Der Österreichische Haus- und Grundbesitzerbund dankt für die Übermittlung des oben angeführten Entwurfes und erlaubt sich, zum vorgelegten Entwurf folgende Stellungnahme abzugeben:

 

A.     Allgemeines

Die hinter dem Entwurf stehende Absicht, eine thermische Verbesserung sowie Sanierung von Gebäuden zu bewirken, ist wichtig und sinnvoll.

Der ÖHGB vertritt allerdings die Ansicht, dass die im Entwurf enthaltenen Bestimmungen weder mittel- noch langfristig dazu geeignet sind, diesem Ziel näher zu kommen. In  Wahrheit handelt es sich bei Umsetzung dieser Vorlage nämlich nicht um eine vollständige und inhaltsgetreue Übernahme des Richtlinieninhaltes, sondern weit darüber hinaus gehend um zahlreiche unverhältnismäßige Verschärfungen ausschließlich zu Lasten der Eigentümer, einer damit verbundenen Erhöhung des bürokratischen Aufwandes bei Verkauf und In-Bestandgabe  sowie einer nicht unbeträchtlichen Belastung der Verwaltung bei der Ahndung von Verwaltungsübertretungen.

Als Ergebnis ist festzuhalten, dass bestimmte Gebäude  weder verkauft noch in Bestand gegeben werden können, mangels finanzieller Möglichkeit des Eigentümers energietechnisch nicht verbessert werden und damit die Intention einer Verbesserung der Gesamtenergieeffizienz fehlschlägt.

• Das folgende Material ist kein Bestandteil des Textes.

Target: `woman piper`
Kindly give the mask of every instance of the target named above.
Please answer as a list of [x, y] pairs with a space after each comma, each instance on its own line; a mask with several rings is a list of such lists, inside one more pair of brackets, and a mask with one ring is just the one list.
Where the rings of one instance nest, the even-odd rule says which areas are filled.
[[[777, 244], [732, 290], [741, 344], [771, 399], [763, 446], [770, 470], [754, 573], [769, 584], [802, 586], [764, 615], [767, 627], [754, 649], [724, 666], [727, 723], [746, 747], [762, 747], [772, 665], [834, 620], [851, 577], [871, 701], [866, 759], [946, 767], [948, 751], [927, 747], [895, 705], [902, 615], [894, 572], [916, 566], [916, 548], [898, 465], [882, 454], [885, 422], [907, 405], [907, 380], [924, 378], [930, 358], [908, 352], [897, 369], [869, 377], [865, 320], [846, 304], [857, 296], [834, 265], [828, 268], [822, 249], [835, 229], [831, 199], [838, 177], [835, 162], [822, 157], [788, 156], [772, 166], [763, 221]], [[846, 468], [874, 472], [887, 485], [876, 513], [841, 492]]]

Anstelle von unverhältnismäßigen Bestrafungen der Eigentümer regt der ÖHGB daher an, finanzielle Anreize zur Verbesserung der Gesamtenergie zu schaffen und fordert in diesem Zusammenhang:

-         Eine Anpassung des Ausnahmekataloges an die Richtlinie des Rates über die Gesamtenergieeffizienz von Gebäuden, insbesondere durch Aufnahme von denkmalgeschützten Gebäuden sowie unter ausdrücklicher  Beibehaltung der in den landesrechtlichen Vorschriften normierten Ausnahmebestimmungen (e.g. Schutzzonen und gegliederte Fassaden nach Maßgabe der Wiener BauO)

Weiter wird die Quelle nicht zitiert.